Landis herself enjoyed acting like a starving actor and working with her dog on set. She'll be in attendance when the film premieres at Mission Theatre on January 2.
Willamette Week: How do you balance being the lead and producing the film at the same time?
Angela Landis: Since I've produced so many smaller projects and web series, I kind of knew what I was doing. One tricky moment in particular was when we were tied up during the finale scene. I think the caterer needed a check. I'm in the middle of screaming and yelling and crying, and I'm all tied up, and they had to come in and untie my hands so that I could sign a check—and then get tied up again. That was pretty funny, awkward and weird.
WW: Was it fun to purposely act badly in the acting classes?
AL: Yes, yes, it was. [Director] Laura [Lee Bahr] and I talked about that a lot ahead of time.
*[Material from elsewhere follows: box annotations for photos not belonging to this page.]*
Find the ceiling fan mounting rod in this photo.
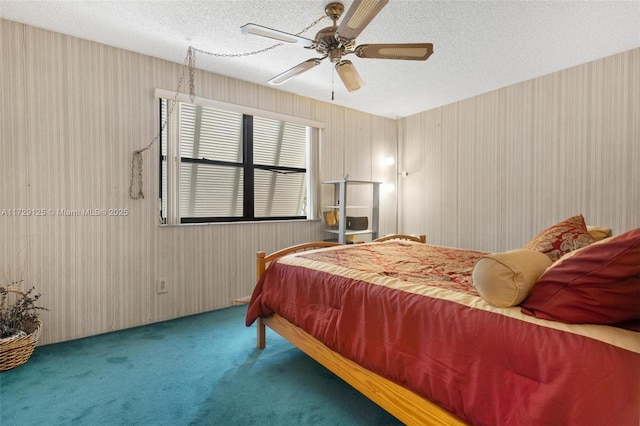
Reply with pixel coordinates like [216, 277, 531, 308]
[324, 1, 344, 26]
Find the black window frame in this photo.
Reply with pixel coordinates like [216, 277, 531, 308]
[159, 98, 309, 224]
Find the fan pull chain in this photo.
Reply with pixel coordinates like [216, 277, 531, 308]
[331, 67, 336, 101]
[129, 15, 333, 200]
It definitely had to be a different style than Samantha day-to-day. In a lot of acting classes you see bad acting and that indulgent, over the top stuff. So it was fun to get to do it on purpose.
WW: Your character Samantha is not a romantic. How was portraying somebody whose final line in the movie is more about a dog's love being unconditional and that she's incapable of that as a human?
AL: That actually was sort of a challenge. I don't know that I would call myself a romantic, but I definitely believe that people can love in a way different from what Samantha did. I love animals as well, so I think I just tried to focus on that. That dog was my own dog, which I think helped.
WW: The tone of the film seems to shift constantly. One moment you're crying on camera and the next you're being jabbed from behind with an Oscar.
AL: It definitely was Laura's intention to have it shift and reflect what life in Hollywood is like. The ridiculous things that are thrown at you all the time are so varied. You just have to roll with it. That was partly her intention with the story; it's such a weird world here. "Hollyweird," we're calling it now.
I think just working with Laura has been so amazing because she definitely—just like Samantha—still follows her heart. I think that's what drew me and Laura together. That's what drew out these wonderful characters. It's just staying true to yourself. And it's definitely very hard in Hollywood to do that.
SEE IT: Boned shows at Mission Theater, 1624 NW Glisan. 6:30 and 9:30 pm, Saturday, Jan. 2. $4.